Reddit has introduced a new contributor payment initiative. This program enables users to exchange their virtual gold and karma points for real-world money, which will be paid out on a monthly basis.

For now, the reward program is exclusively for Reddit users located in the United States who are at least 18 years old and can confirm their identities via Stripe or Persona. To qualify for monetization, posts must be safe-for-work and accounts should be active for a minimum of 30 days.

Under this program, a user’s earnings depend upon their Reddit karma (total number of upvotes). To earn real money and cash out, Reddit users are required to earn no less than 10 gold within a span of 30 days. If this minimum isn’t achieved, the balance carries forward to the next month. Users with karma scores between 100 and 4,999 will receive $0.90 per gold. However, when a user’s karma score exceeds 5,000, the rate increases to $1 per gold.

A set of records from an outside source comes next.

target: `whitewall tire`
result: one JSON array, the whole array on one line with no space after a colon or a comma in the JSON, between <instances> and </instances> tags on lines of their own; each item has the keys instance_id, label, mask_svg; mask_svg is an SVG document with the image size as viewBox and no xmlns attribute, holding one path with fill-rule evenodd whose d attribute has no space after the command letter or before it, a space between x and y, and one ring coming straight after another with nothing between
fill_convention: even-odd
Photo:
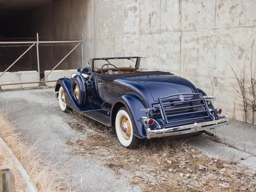
<instances>
[{"instance_id":1,"label":"whitewall tire","mask_svg":"<svg viewBox=\"0 0 256 192\"><path fill-rule=\"evenodd\" d=\"M59 104L62 111L66 113L72 109L67 105L66 103L65 93L62 87L60 87L59 90Z\"/></svg>"},{"instance_id":2,"label":"whitewall tire","mask_svg":"<svg viewBox=\"0 0 256 192\"><path fill-rule=\"evenodd\" d=\"M125 107L119 109L116 117L116 131L118 140L128 149L135 148L141 140L133 135L132 118Z\"/></svg>"}]
</instances>

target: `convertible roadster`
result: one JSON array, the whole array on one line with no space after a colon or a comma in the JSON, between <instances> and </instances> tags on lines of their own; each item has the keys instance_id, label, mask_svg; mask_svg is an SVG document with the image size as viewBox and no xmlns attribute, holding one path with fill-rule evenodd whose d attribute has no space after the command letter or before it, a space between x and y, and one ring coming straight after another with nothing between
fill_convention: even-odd
<instances>
[{"instance_id":1,"label":"convertible roadster","mask_svg":"<svg viewBox=\"0 0 256 192\"><path fill-rule=\"evenodd\" d=\"M115 127L121 143L134 148L143 139L210 134L228 123L207 96L188 80L143 68L138 57L95 58L55 88L60 108Z\"/></svg>"}]
</instances>

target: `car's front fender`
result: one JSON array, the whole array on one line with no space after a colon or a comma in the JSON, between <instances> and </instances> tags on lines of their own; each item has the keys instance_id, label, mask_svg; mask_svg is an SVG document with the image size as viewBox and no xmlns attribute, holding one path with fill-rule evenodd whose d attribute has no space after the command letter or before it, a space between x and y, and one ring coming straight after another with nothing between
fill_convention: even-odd
<instances>
[{"instance_id":1,"label":"car's front fender","mask_svg":"<svg viewBox=\"0 0 256 192\"><path fill-rule=\"evenodd\" d=\"M77 105L76 101L72 96L71 91L71 84L72 80L68 78L62 78L59 79L56 83L55 87L55 92L59 91L60 87L62 86L65 94L66 102L70 107L79 113L82 113L82 110Z\"/></svg>"},{"instance_id":2,"label":"car's front fender","mask_svg":"<svg viewBox=\"0 0 256 192\"><path fill-rule=\"evenodd\" d=\"M139 96L135 94L130 93L123 95L119 97L115 101L112 106L111 109L111 119L115 119L112 118L112 115L115 115L113 112L113 109L116 104L118 102L122 103L126 107L130 112L130 115L133 117L132 119L133 128L133 134L140 138L147 138L147 132L146 128L141 120L142 116L146 116L145 111L141 111L141 109L146 108L142 102ZM114 122L111 122L111 125L113 125Z\"/></svg>"}]
</instances>

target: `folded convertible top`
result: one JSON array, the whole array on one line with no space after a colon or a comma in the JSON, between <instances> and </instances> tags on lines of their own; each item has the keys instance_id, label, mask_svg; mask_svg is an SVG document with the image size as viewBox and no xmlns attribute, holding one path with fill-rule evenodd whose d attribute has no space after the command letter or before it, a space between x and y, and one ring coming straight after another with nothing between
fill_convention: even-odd
<instances>
[{"instance_id":1,"label":"folded convertible top","mask_svg":"<svg viewBox=\"0 0 256 192\"><path fill-rule=\"evenodd\" d=\"M101 78L106 81L112 81L115 79L123 78L124 77L136 77L136 76L141 76L142 75L162 75L168 74L173 75L169 72L164 72L155 71L147 71L145 72L136 72L136 73L118 73L113 75L102 75Z\"/></svg>"}]
</instances>

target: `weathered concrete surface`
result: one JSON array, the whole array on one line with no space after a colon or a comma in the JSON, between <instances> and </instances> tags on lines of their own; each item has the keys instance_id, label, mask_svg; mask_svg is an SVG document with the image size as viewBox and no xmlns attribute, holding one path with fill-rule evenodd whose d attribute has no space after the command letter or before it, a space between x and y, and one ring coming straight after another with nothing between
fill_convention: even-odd
<instances>
[{"instance_id":1,"label":"weathered concrete surface","mask_svg":"<svg viewBox=\"0 0 256 192\"><path fill-rule=\"evenodd\" d=\"M229 96L235 76L221 58L238 74L246 53L246 73L249 61L254 68L255 7L255 0L66 0L34 11L33 31L55 40L83 33L85 61L146 57L149 69L188 78L218 97L223 114L244 120Z\"/></svg>"},{"instance_id":2,"label":"weathered concrete surface","mask_svg":"<svg viewBox=\"0 0 256 192\"><path fill-rule=\"evenodd\" d=\"M64 78L66 75L67 78L70 78L72 73L77 73L77 69L70 70L54 70L50 73L51 70L45 71L44 76L46 77L45 81L57 80L61 78ZM49 74L49 75L48 75ZM54 87L56 85L56 82L47 82L45 83L45 85L48 87Z\"/></svg>"},{"instance_id":3,"label":"weathered concrete surface","mask_svg":"<svg viewBox=\"0 0 256 192\"><path fill-rule=\"evenodd\" d=\"M66 143L85 136L70 127L63 118L53 88L0 92L0 109L8 112L26 144L40 160L56 168L74 191L140 191L129 178L115 175L97 159L74 154Z\"/></svg>"},{"instance_id":4,"label":"weathered concrete surface","mask_svg":"<svg viewBox=\"0 0 256 192\"><path fill-rule=\"evenodd\" d=\"M67 183L88 191L138 190L137 187L128 185L128 175L118 177L93 157L85 158L71 152L66 142L75 142L78 138L86 136L90 133L89 127L84 135L66 123L70 115L61 111L54 88L1 92L0 101L0 109L8 112L10 120L16 124L27 144L45 159L45 163L56 164L59 172L68 175ZM236 162L256 171L255 126L232 121L212 132L221 139L220 142L206 135L183 139L210 157Z\"/></svg>"},{"instance_id":5,"label":"weathered concrete surface","mask_svg":"<svg viewBox=\"0 0 256 192\"><path fill-rule=\"evenodd\" d=\"M0 72L0 75L2 73ZM36 71L6 72L0 77L0 84L17 83L38 81L38 73ZM39 83L19 84L1 86L2 90L13 89L20 88L36 87Z\"/></svg>"}]
</instances>

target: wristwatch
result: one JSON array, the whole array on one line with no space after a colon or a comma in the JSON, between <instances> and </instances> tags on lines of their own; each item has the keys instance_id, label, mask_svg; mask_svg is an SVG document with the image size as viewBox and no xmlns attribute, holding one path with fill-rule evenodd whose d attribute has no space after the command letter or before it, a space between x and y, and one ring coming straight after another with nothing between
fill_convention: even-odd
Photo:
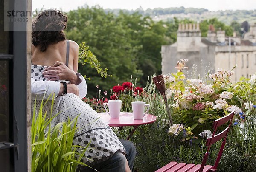
<instances>
[{"instance_id":1,"label":"wristwatch","mask_svg":"<svg viewBox=\"0 0 256 172\"><path fill-rule=\"evenodd\" d=\"M61 82L63 84L63 86L64 86L64 90L63 90L63 93L61 94L62 96L64 96L65 94L67 94L67 83L65 82Z\"/></svg>"}]
</instances>

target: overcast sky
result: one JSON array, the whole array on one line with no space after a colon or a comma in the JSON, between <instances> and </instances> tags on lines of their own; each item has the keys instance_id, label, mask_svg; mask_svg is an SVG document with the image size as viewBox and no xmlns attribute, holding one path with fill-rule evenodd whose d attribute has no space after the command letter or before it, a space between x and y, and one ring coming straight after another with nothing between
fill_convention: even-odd
<instances>
[{"instance_id":1,"label":"overcast sky","mask_svg":"<svg viewBox=\"0 0 256 172\"><path fill-rule=\"evenodd\" d=\"M209 11L227 9L255 10L256 0L32 0L32 10L51 8L60 9L65 11L75 9L84 4L90 7L99 5L105 8L128 10L139 8L145 10L160 7L194 7L204 8Z\"/></svg>"}]
</instances>

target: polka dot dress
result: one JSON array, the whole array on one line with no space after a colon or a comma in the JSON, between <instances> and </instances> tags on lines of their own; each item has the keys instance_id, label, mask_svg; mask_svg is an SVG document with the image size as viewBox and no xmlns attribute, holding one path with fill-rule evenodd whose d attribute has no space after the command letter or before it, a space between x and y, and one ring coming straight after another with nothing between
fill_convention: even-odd
<instances>
[{"instance_id":1,"label":"polka dot dress","mask_svg":"<svg viewBox=\"0 0 256 172\"><path fill-rule=\"evenodd\" d=\"M36 81L45 80L42 73L46 67L32 65L31 77ZM36 115L39 112L41 103L39 100L35 103ZM48 118L51 115L51 101L47 102L44 109ZM32 100L32 106L34 104L35 101ZM84 147L89 144L88 150L85 152L86 157L82 158L81 162L91 165L109 158L116 152L125 152L123 146L108 124L102 121L97 112L77 96L68 93L55 98L52 115L58 113L59 114L52 122L52 127L59 122L67 121L69 118L72 121L80 114L76 124L78 129L73 144ZM78 151L81 150L82 148L77 149Z\"/></svg>"}]
</instances>

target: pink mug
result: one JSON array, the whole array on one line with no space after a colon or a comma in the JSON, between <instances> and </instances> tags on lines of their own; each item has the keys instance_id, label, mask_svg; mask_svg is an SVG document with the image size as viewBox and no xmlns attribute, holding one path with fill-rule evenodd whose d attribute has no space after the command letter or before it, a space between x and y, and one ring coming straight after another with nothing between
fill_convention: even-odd
<instances>
[{"instance_id":1,"label":"pink mug","mask_svg":"<svg viewBox=\"0 0 256 172\"><path fill-rule=\"evenodd\" d=\"M106 105L108 106L109 112L107 110ZM103 103L103 106L107 113L110 116L111 118L119 118L122 106L122 101L120 100L108 100L108 103Z\"/></svg>"},{"instance_id":2,"label":"pink mug","mask_svg":"<svg viewBox=\"0 0 256 172\"><path fill-rule=\"evenodd\" d=\"M145 107L148 107L146 112L144 113ZM134 119L142 120L143 117L148 113L149 110L149 104L146 104L146 102L142 101L134 101L131 102L132 113Z\"/></svg>"}]
</instances>

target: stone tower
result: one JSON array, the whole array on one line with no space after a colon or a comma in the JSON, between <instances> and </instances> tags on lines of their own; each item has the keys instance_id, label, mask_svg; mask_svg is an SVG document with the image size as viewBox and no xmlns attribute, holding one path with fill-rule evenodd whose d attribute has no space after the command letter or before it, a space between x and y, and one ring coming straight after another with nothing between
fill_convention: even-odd
<instances>
[{"instance_id":1,"label":"stone tower","mask_svg":"<svg viewBox=\"0 0 256 172\"><path fill-rule=\"evenodd\" d=\"M199 24L179 24L177 33L178 52L198 51L201 42Z\"/></svg>"}]
</instances>

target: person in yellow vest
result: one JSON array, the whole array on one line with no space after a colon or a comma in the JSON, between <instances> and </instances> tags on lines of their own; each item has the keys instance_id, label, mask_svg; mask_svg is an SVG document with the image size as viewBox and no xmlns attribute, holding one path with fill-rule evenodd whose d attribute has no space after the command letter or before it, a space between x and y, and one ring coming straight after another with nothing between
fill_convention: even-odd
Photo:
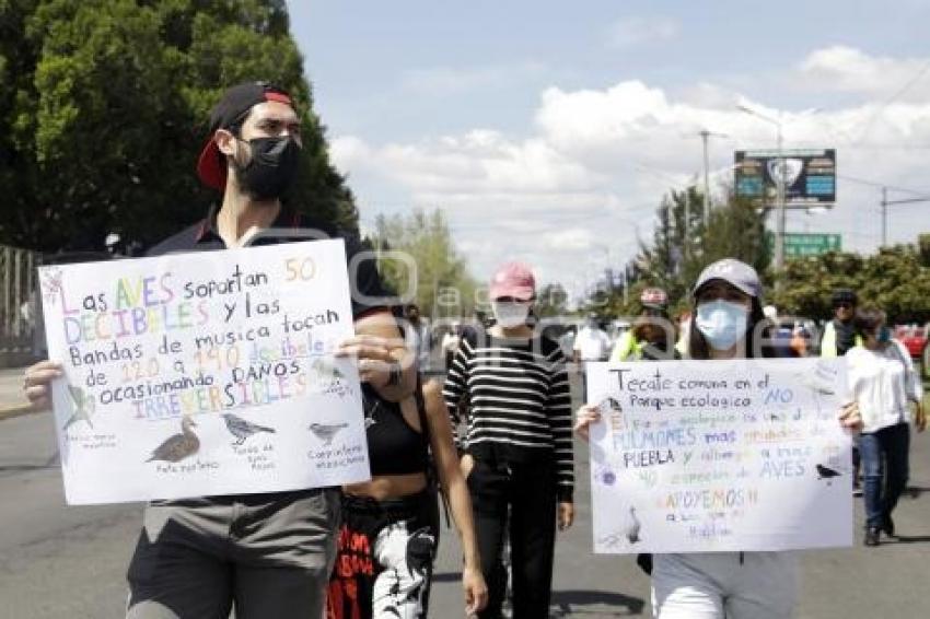
<instances>
[{"instance_id":1,"label":"person in yellow vest","mask_svg":"<svg viewBox=\"0 0 930 619\"><path fill-rule=\"evenodd\" d=\"M669 295L661 288L647 288L639 296L639 317L617 340L611 361L675 359L675 327L669 319Z\"/></svg>"},{"instance_id":2,"label":"person in yellow vest","mask_svg":"<svg viewBox=\"0 0 930 619\"><path fill-rule=\"evenodd\" d=\"M856 292L840 288L833 293L833 320L824 326L821 338L821 357L842 357L853 346L862 346L862 338L856 335L852 318L859 299Z\"/></svg>"}]
</instances>

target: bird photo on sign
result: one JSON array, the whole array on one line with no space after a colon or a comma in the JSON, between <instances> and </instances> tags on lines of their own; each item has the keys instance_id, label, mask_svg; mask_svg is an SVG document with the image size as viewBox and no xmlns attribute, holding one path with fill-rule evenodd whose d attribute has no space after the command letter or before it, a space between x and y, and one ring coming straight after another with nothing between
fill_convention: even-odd
<instances>
[{"instance_id":1,"label":"bird photo on sign","mask_svg":"<svg viewBox=\"0 0 930 619\"><path fill-rule=\"evenodd\" d=\"M342 430L344 428L348 428L348 427L349 427L349 424L345 423L345 422L342 422L342 423L315 423L314 422L314 423L310 424L310 428L307 428L307 430L313 432L314 436L316 436L317 439L323 441L324 445L328 446L330 443L333 443L333 439L336 437L336 434L339 433L339 430Z\"/></svg>"},{"instance_id":2,"label":"bird photo on sign","mask_svg":"<svg viewBox=\"0 0 930 619\"><path fill-rule=\"evenodd\" d=\"M70 384L68 385L68 393L71 394L71 400L74 402L74 412L68 418L65 425L61 427L62 432L79 421L86 421L88 425L93 430L94 424L91 422L91 416L94 413L96 406L94 397L81 387Z\"/></svg>"}]
</instances>

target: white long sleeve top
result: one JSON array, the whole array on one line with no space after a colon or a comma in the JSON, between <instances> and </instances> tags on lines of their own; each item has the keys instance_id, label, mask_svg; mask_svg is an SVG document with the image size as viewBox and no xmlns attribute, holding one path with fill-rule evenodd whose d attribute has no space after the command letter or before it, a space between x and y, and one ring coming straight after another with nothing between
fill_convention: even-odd
<instances>
[{"instance_id":1,"label":"white long sleeve top","mask_svg":"<svg viewBox=\"0 0 930 619\"><path fill-rule=\"evenodd\" d=\"M859 402L862 432L910 422L908 401L920 401L922 386L910 354L898 341L869 350L856 346L846 353L849 387Z\"/></svg>"}]
</instances>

Recently, Twitter (now rebranded as X) launched a comparable program that allows content creators to earn ad revenue from their post impressions. However, such programs have raised concerns about potentially encouraging spam or “engagement bait” posts.

Alongside the user reward program, Reddit is also modifying its gold award system. Previously, users could buy coins which they could then use to purchase gold or other rewards for high-quality posts. Reddit, however, is simplifying this process by removing the awards and coins system.

Users can directly purchase gold by hovering on the upvote icon on desktop or long-pressing it in the app. Gold prices start at $1.99 and can go as high as $49 for 25 gold. Considering that top users can earn $1 per gold, Reddit keeps approximately half of the payment. The new features will debut on the app first, with a rollout on web platforms scheduled for later this year.

This new Reddit user rewards program comes at a time when Reddit is facing turbulence with a portion of its user base remaining upset over controversial API modifications that have rendered it costly for a lot of developers to build on the platform. As a result, popular third-party apps like Sync, Apollo, ReddPlanet, and Reddit is Fun were forced to cease operations.